Open Access Law: Two Cheers for Northwestern

Via Larry Solum’s Legal Theory Blog comes word of an important announcement from the editors of the Northwestern University Law Review. The editors have been paying close attention to the open-access debate (see here for Bill’s terrific compilation of links to many of the most interesting recent posts), and after giving the matter careful thought, are putting themselves squarely on the side of the good guys. From their announcement:

Starting with the fourth issue of our ninety-ninth volume and moving forward, all of our content has been, and will continue to be, available as a PDF download through our past issues tab. As a result, anyone will be able to find Northwestern University Law Review content using an internet search engine, and download it for free. Furthermore, we will maintain a fully permissive policy regarding authors who wish to post drafts of their forthcoming articles to SSRN, Bepress or other locations on the web. That’s the easy part.

The hard part is that we are currently sitting on a mountain of information which is not readily convertible to PDF format — nearly 100 years of scholarship published solely in print in the Law Review. We are committed to making this information freely available as well. However, the technical and financial challenges that accompany scanning the mountain of material that was published before PDFs existed make this a project that will be ongoing, and contingent on donated funding.

This is really wonderful news, particularly the part about bringing the Review‘s older printed material into the modern era of digital permanence. But I still think that Larry Solum’s “three cheers for the Northwestern University Law Review” is too generous by a factor of one cheer.

Issuing current scholarship in PDF format makes a certain amount of logistical sense. What was a relative rarity (although not at all unheard of) when I went to law school is now commonplace: spurred by economic considerations, more and more journals have taken the digital typesetting process in-house. Articles are edited in digital format (chiefly Microsoft Word, it seems) and laid out according to the journal’s own in-house templates, yielding a final PDF copy that can then be transmitted electronically to be printed and bound. Because the journal is going to produce a PDF copy anyway for its own purposes, it takes little extra effort to post the PDF online, and voilà, you’ve gone open-access.
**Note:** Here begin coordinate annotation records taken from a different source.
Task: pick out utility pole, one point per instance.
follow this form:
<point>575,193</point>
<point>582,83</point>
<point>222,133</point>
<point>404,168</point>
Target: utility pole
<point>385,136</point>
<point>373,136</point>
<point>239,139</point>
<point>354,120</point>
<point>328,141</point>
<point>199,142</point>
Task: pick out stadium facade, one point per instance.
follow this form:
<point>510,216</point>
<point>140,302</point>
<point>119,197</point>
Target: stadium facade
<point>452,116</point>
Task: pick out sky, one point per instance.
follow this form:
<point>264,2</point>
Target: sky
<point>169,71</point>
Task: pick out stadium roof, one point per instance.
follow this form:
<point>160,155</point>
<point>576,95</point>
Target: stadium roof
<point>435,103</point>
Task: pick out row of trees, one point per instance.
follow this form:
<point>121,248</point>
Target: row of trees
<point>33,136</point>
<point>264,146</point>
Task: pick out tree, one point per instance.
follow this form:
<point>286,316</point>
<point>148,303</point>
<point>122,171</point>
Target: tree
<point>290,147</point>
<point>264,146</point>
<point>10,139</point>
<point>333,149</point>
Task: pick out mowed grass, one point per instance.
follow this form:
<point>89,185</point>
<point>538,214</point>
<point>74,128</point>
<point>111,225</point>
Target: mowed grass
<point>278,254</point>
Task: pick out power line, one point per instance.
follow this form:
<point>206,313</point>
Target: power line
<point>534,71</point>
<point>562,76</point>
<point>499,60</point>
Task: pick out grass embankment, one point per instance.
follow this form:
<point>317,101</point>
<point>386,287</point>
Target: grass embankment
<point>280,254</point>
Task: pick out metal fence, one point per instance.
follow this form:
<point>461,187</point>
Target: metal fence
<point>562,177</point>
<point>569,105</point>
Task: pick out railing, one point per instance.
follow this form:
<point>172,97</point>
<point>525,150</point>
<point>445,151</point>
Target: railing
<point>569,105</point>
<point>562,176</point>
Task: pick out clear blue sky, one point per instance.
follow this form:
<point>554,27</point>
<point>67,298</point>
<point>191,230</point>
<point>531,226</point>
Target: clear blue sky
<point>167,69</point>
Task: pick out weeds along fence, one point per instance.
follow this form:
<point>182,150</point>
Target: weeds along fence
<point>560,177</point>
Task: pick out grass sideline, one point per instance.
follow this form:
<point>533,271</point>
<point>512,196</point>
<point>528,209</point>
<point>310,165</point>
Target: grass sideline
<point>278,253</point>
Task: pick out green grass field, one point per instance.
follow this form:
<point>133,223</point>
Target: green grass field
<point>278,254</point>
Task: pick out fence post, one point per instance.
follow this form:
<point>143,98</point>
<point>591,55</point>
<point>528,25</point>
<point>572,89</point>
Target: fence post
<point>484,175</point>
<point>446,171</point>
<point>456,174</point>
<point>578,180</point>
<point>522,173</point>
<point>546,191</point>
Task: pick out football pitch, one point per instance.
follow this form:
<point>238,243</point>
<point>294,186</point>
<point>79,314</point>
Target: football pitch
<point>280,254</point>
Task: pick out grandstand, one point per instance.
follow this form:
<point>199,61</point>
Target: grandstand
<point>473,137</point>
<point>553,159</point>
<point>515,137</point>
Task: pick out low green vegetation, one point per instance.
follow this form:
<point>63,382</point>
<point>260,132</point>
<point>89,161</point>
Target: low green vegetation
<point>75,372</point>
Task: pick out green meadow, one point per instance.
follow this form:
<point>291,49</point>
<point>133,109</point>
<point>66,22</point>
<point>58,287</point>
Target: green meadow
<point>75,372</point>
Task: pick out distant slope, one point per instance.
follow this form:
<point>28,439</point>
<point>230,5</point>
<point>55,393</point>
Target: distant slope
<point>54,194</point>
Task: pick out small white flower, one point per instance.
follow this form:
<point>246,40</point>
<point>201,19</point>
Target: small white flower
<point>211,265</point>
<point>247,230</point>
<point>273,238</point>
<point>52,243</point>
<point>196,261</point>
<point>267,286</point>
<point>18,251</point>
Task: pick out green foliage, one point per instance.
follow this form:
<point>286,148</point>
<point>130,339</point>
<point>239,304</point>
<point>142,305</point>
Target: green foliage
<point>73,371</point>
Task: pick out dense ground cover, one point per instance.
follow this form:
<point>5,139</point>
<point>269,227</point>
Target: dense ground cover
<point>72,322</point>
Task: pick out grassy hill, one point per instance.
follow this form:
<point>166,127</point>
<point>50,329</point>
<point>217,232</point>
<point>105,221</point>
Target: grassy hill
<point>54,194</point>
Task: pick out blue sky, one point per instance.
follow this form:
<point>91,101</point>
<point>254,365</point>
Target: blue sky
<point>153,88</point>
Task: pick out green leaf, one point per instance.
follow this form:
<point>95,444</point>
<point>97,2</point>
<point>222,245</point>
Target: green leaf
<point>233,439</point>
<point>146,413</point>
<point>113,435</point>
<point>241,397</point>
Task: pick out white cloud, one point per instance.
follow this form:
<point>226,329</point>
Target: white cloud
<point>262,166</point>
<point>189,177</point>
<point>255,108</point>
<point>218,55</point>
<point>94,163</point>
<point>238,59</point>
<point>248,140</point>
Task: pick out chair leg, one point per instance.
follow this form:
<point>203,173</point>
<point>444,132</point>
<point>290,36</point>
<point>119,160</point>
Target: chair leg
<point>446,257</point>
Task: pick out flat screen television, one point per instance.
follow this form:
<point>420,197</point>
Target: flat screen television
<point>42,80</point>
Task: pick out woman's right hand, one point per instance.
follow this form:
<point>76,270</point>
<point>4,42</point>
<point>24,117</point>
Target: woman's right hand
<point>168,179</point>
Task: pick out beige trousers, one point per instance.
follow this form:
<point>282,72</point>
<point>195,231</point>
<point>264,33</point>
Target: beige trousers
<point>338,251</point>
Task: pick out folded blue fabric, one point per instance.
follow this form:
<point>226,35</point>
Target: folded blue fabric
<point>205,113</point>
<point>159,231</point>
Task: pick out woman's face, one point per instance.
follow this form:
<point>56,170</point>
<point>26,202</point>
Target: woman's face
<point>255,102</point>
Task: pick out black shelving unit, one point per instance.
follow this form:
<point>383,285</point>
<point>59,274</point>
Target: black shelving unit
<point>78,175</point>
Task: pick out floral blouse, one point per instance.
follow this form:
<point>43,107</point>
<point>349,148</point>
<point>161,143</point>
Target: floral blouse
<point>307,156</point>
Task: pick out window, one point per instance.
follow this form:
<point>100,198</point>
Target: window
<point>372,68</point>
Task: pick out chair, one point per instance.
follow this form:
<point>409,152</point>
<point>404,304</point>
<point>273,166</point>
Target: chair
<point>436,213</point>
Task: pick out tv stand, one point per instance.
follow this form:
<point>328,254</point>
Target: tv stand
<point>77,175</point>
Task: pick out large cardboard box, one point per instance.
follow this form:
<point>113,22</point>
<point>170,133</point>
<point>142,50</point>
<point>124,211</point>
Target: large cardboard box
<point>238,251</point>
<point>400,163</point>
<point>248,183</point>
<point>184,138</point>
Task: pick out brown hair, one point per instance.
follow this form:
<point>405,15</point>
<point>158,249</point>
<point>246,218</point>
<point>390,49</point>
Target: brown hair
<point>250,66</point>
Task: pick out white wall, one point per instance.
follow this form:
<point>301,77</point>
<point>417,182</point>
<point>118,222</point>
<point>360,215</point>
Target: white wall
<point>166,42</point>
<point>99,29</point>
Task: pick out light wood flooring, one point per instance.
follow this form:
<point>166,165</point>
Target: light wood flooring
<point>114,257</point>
But in circumstances where a journal wouldn’t be producing PDFs for independent in-house reasons (such as when digitizing one’s back catalog), why standardize on PDF? PDF is fine, but it’s still a proprietary format. It’s a proprietary format that makes sense when one needs to preserve the exact layout and formatting of a page to be printed, but why do that with the older issues? Why not simply convert to HTML/XHTML/XML instead?

Posting journal articles online in a truly open format like HTML is a way of bringing those articles, even older articles, into the contemporary debate in a way that PDF can’t hope to match. To take only two examples:

  • If an HTML-ized article has been properly tagged, other web sites can hyperlink directly into the portion of the article they’re citing. I can write an article with a link that takes the reader directly into the portion of the 100-page original piece that I’m most interested in. It’s needlessly clumsy to give a reader a link to a PDF-format article and then tell them to manually locate page 478 within that article to find the part you’re citing. This is one of the limitations of the printed page that the Web potentially frees us from, if we simply take advantage of it.
  • Cutting and pasting text from a PDF for purposes of quotation is a dicey proposition. It’s altogether impossible if the PDF has been generated as a scanned series of images instead of as OCR’ed text; and even if there is text within the PDF that can be copied-and-pasted, the original’s formatting may come along for the ride. This necessarily entails removing surplus line breaks, deleting surplus hyphens, and generally “fighting” the page formatting of the original piece in circumstances where it’s no longer relevant.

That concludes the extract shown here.